Previously, we primarily focused on the default behavior of complex browser DOM structures and various input scenarios compatible with IME input methods, requiring targeted handling of input method and browser compatibility. Here, we focus on managing text structural changes, mainly dealing with line-level operations, text drag-and-drop, and other actions related to text structure and change operation extensions.
Currently, our main focus in editor input modes lies on semi-controlled text input and detection of dirty DOM elements. Input state synchronization is quite complex and prone to errors. Here, we extend the discussion towards input synchronization behaviors such as Enter, Delete, and text drag-and-drop operations, effectively enhancing the overall editor input mode handling.
Specifically, pressing Enter or deleting a line break changes the DOM structure, while text deletion and drag-and-drop are triggered by a combination of events like BeforeInput. In the editor, these operations are treated as integral parts of input. Moreover, these actions are typically controllable, making dirty DOM issues less likely. However, there remain many points needing careful attention:
From the start, we discussed the uncontrolled behavior of ContentEditable, especially noting the inconsistent behavior of the Enter key across browsers. Earlier examples highlighted these disparities:
contenteditable editor, pressing Enter inserts <div><br></div> in Chrome, <br> in Firefox (<60), and <p><br></p> in IE.123|123 results in 123<div>123</div> in Chrome, while Firefox formats it as <div>123</div><div>123</div>.123|123 -> 123123), Chrome reverts back to 123123, while Firefox results in <div>123123</div>.These examples have been discussed repeatedly—each time touching on uncontrolled browser behavior and their implications on state synchronization. In reality, the Enter key behavior can be controlled by preventing the default behavior and then managing line splitting and format inheritance based on the current selection state.
Generally speaking, there are two ways to prevent the default behavior: listening to the BeforeInput event and preventing its default behavior, or listening to the KeyDown event and preventing its default behavior. The advantage of the former is that it provides the input type directly (e.g., soft vs. hard Enter), while the latter allows earlier prevention of the default behavior.
Naturally, we still rely on the BeforeInput event to handle the Enter key operation, which makes things a bit more convenient. The implementation here is quite straightforward—in theory, we just need to insert an op with \n into the data structure.
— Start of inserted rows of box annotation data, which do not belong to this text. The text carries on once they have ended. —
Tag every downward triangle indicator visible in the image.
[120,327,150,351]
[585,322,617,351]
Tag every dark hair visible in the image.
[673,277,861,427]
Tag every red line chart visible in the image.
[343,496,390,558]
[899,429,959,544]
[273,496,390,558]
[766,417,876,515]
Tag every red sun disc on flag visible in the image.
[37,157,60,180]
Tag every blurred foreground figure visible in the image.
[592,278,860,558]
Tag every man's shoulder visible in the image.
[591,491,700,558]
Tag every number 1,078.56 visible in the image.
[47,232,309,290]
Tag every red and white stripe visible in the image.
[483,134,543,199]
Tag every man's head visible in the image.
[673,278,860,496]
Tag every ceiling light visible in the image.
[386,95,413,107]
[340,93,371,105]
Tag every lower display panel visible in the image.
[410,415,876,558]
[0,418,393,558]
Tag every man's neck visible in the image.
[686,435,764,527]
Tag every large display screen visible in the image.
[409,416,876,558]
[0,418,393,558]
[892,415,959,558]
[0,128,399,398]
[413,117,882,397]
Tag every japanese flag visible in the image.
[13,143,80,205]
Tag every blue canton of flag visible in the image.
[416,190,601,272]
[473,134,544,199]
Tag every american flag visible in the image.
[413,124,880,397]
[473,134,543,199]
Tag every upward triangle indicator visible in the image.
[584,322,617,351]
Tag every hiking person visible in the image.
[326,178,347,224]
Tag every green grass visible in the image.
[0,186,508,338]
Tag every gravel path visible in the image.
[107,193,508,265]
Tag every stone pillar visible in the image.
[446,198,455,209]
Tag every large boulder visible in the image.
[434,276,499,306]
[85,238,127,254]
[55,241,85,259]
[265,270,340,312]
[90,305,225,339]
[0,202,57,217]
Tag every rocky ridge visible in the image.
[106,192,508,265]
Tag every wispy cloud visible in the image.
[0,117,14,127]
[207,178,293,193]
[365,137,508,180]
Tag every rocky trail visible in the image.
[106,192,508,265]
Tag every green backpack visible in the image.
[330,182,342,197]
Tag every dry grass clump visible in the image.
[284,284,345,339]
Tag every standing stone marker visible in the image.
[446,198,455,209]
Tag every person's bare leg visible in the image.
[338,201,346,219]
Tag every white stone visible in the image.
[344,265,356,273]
Also, since our editor doesn't support soft line breaks by default, both types of line breaks need to be uniformly treated as hard breaks.
This process doesn’t seem too complicated because DOM structural updates are handled by our LineState and Mutate modules; the Mutate module manages the key values and maintains immutability. Then, in the React adapter, we can simply render the line structure based on LineState, and the rendering naturally becomes React's responsibility.
The algorithm inside the Mutate module is quite complex, so we won’t delve into it here. Simply put, it identifies the line structure corresponding to the current selection, splits it into two lines, and inherits the formatting attributes of the original line. Importantly, this isn’t handled case-by-case—instead, we implement a general mutation pattern based on the changes described by the Delta operations.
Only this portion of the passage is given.